Section 63(2) of the Road Transport (General) Act 1999 (ACT) gives rise to an automatic period of disqualification from holding a drivers licence of 12 months for a person convicted of aggravated dangerous driving. I will note that period of
disqualification. I will not make any order increasing that period. There appears to be no utility in such a course having regard to the other penalties imposed today and the fact that, in my view, it would be counter-productive to increase the period of disqualification beyond the automatic statutory period in circumstances where the capacity to obtain a driver’s licence may be significant for maintenance of stable employment and the ordinary conduct of a law-abiding life.
Orders
The orders of the Court are:
1.On charge CC2016/10677 (hindering a public official) the offender is sentenced to imprisonment for a period of four months which is to be suspended upon entering into an undertaking to be of good behaviour for a period of two years subject to the following conditions:
a. a probation condition that he be subject to supervision of the Director- General and comply with all reasonable directions of the Director- General for a period of 12 months or such lesser period as deemed appropriate by the Director-General;
b. that he is to attend such educational, vocational, psychological, psychiatric or other assessments, programs or counselling as directed;
c. that he is to supply samples of breath, blood, hair, saliva or urine for drug testing if required by the Director General; and
d. that he is to report to the ACT Community Corrections office at Level 1, 249 London Circuit, by 4:00 pm on Monday 4 December 2017.
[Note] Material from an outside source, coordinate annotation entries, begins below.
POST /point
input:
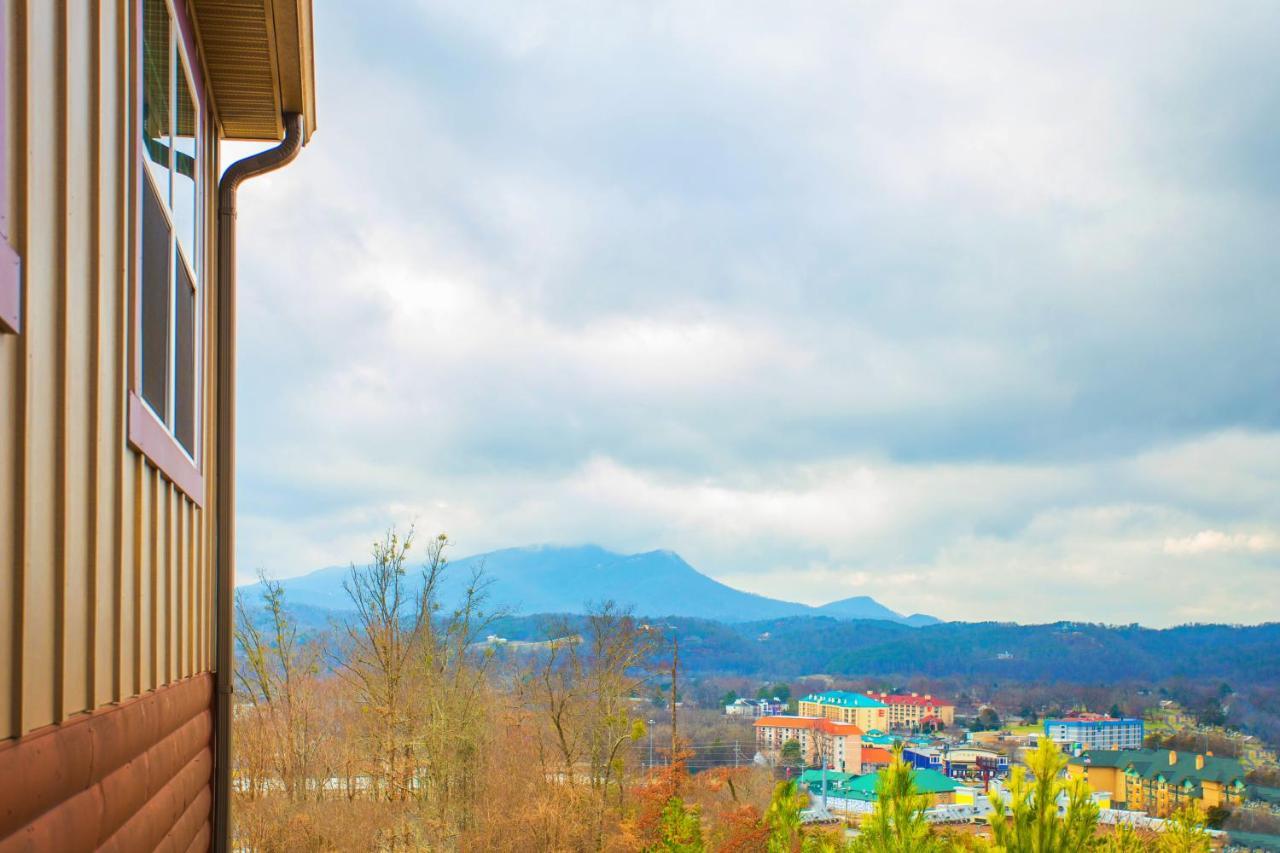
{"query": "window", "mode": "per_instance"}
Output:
(168, 393)
(10, 268)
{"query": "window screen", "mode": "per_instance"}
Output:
(169, 228)
(156, 247)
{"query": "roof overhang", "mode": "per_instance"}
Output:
(259, 64)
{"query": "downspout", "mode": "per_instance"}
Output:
(224, 649)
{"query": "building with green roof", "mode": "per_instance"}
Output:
(940, 788)
(1160, 781)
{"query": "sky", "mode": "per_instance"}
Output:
(970, 308)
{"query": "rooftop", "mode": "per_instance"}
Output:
(844, 699)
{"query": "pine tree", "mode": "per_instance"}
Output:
(1031, 821)
(897, 824)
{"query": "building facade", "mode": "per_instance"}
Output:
(754, 707)
(823, 742)
(1096, 731)
(842, 706)
(915, 711)
(1160, 781)
(115, 377)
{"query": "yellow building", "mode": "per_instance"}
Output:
(1160, 781)
(117, 402)
(855, 708)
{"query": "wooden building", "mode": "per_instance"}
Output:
(117, 391)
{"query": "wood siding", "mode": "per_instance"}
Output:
(105, 566)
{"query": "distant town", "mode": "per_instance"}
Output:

2.On charge CC2016/10615 (common assault) the offender is sentenced to imprisonment for a period of three months concurrent with the sentence upon CC2016/10677 which is to be suspended upon entering into an undertaking to be of good behaviour for a period of two years subject to the same conditions as the Good Behaviour Order on CC2016/10677.
3.On charge CC2016/9314 (failure to wear a helmet) the offender is convicted and fined $400 and allowed 12 months to pay that fine.
4.On charge CC2016/12964 (unlicensed rider) the offender is convicted and fined $400 and allowed 12 months to pay that fine.
5.On charge CC2016/9321 (failure to stop vehicle when requested by police) the offender is convicted and fined $600 and allowed 12 months to pay that fine.
6.On charge CC2016/9315 (failure to wear a helmet) the offender is convicted and fined $400 and allowed 12 months to pay that fine.
7.On charge CC2016/12965 (unlicensed rider) the offender is convicted and fined $400 and allowed 12 months to pay that fine.
8.On charge CC2016/9319 (aggravated dangerous driving) the offender is convicted and sentenced to imprisonment for a period of two months cumulative as to one month upon the other sentences of imprisonment but
suspended upon the offender entering into a Good Behaviour Order for a period of two years upon the same conditions as the Good Behaviour Order on charge CC2016/10677.
9.I note the automatic disqualification period from holding a driver’s licence of 12 months (for CC2016/9319).
I certify that the preceding twenty-four [24] numbered paragraphs are a true copy of the Reasons for Sentence of his Honour Justice Mossop.